Recent ben ik in een aantal zedenzaken geconfronteerd met het optreden van de recherche in zedenzaken. Het moet gezegd, de betrokkenheid bij de overheidsdienaren is groot. Daar zit echter ook meteen een risico in.
De ene zaak betrof een man die er van werd verdacht sex met zijn dochter en nichtje gehad te hebben terwijl ze nog geen 16 jaar waren. Het andere geval betrof een verdenking van verkrachting. Mijn cliënt zou een vrouw op straat ontmoet hebben en haar vervolgens onder bedreiging van geweld tot sex hebben gedwongen. Hij betoogde dat alles vrijwillig was gebeurd.
Nu in beide zaken de cliënten ontkenden wilde ik graag de aangevers bij de rechter-commissaris als getuigen ondervragen, hetgeen geschiedde.
Onder andere in de genoemde zaken trof ik de getuigen in de wachtkamer van de rechter-commissaris. Ze waren niet alleen. Ze werden begeleid door de rechercheurs die in de zaken alle verhoren hadden gedaan. In 1 van de zaken werden ook de verhorende rechercheurs door de rechter-commissaris en mij ondervraagd.
Het OM vindt kwaliteit in onderzoek in zedenzaken van belang. Zo is onder andere in een richtlijn vastgelegd dat de verhoren door gespecialiseerde rechercheurs worden gedaan. Desondanks bleek de recherche, daarin later ter zitting door het OM gesteund, het heel normaal te vinden dat de rechercheurs mensen die claimen slachtoffer te zijn te begeleiden naar bijvoorbeeld getuigenverhoren. Bovendien vond met het ook niet vreemd dat de getuige kort voor het verhoor voorzien werd van informatie over de strafzaak. Zo werden bijvoorbeeld kopieën verstrekt van eerdere verklaringen en werd verteld wat het standpunt van de verdachte was. In een bepaald geval werd zelfs kort voor het verhoor met de officier van justitie gesproken over het te houden verhoor. Mijn betoog dat begeleiding en grote betrokkenheid bij mensen die zeggen slachtoffer te zijn moest worden overgelaten aan bijvoorbeeld slachtofferhulp vond geen gehoor. De stelling dat dit vooral van belang is omdat de politie en het OM aan waarheidsvinding moeten doen evenmin. Ook het pleidooi dat het van belang is dat een getuige kan verklaren op grond van eigen herinneringen en niet op basis van de informatie die al dan niet schriftelijk door de politie of de officier van justitie is verstrekt vond geen begrip. Tot nu toe slikte de rechters de reactie van het OM. Sterker nog recent vroeg een raadsheer van het Haagse hof mij enigszins verbaasd of ik werkelijk bedoelde dat het niet goed was als politiemensen aangevers steun bieden voordat ze als getuigen worden verhoord. Om mijn beurt was ik verbaasd over de verbazing. Zodra politiemensen te betrokken zijn bij vermeende slachtoffers bestaat eens te meer het risico dat ze niet objectief zijn. Als voetstoots wordt aangenomen dat de aangever hulp nodig heeft omdat ze de waarheid spreekt moet de ontkennende verdachte wel liegen. Op die manier loopt de politie wel erg makkelijk het risico om met open ogen de welbekende tunnel in te lopen. En dat allemaal terwijl het de rechter is die aan het einde van het proces moet vaststellen of de aangever het bij het rechte eind had. De maatschappij, maar zeker ook de verdachte, heeft belang bij een objectief opsporingsapparaat. De politie moet niet alleen kijken naar wat belastend is, maar ook naar wat ontlastend is. Dat laatste lijkt niet goed mogelijk bij te grote betrokkenheid of zelfs medelijden met iemand die het slachtofferschap claimt.

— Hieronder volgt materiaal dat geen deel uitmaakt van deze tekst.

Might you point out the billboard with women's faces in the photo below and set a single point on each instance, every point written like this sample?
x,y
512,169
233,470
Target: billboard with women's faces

Ik geloof best dat het OM en de politie het goed bedoelen, maar de huidige praktijk kan schade opleveren. Mensen kunnen onterecht als verdachte worden aangemerkt of dit kan onterecht lang duren. Ik geloof ook wel dat het OM werkelijk goede kwaliteit in zedenzaken nastreeft. Naar mijn idee zou in dat kader de richtlijn moeten worden aangepast. De rechercheurs zouden als boodschap mee moeten krijgen zich zakelijk op te stellen en de aangevers niet te moeten coachen voordat ze als getuige worden gehoord of ze anderszins van informatie te voorzien. Het is niet mijn bedoeling aangevers in de kou te laten staan. Ze moeten de steun echter elders halen. Laten we bijvoorbeeld een cursus ontwikkelen voor medewerkers van het bureau slachtofferhulp, zodat die mensen aangevers in zedenzaken beter kunnen steunen en voorlichten over de procedures. Ik werk er graag aan mee.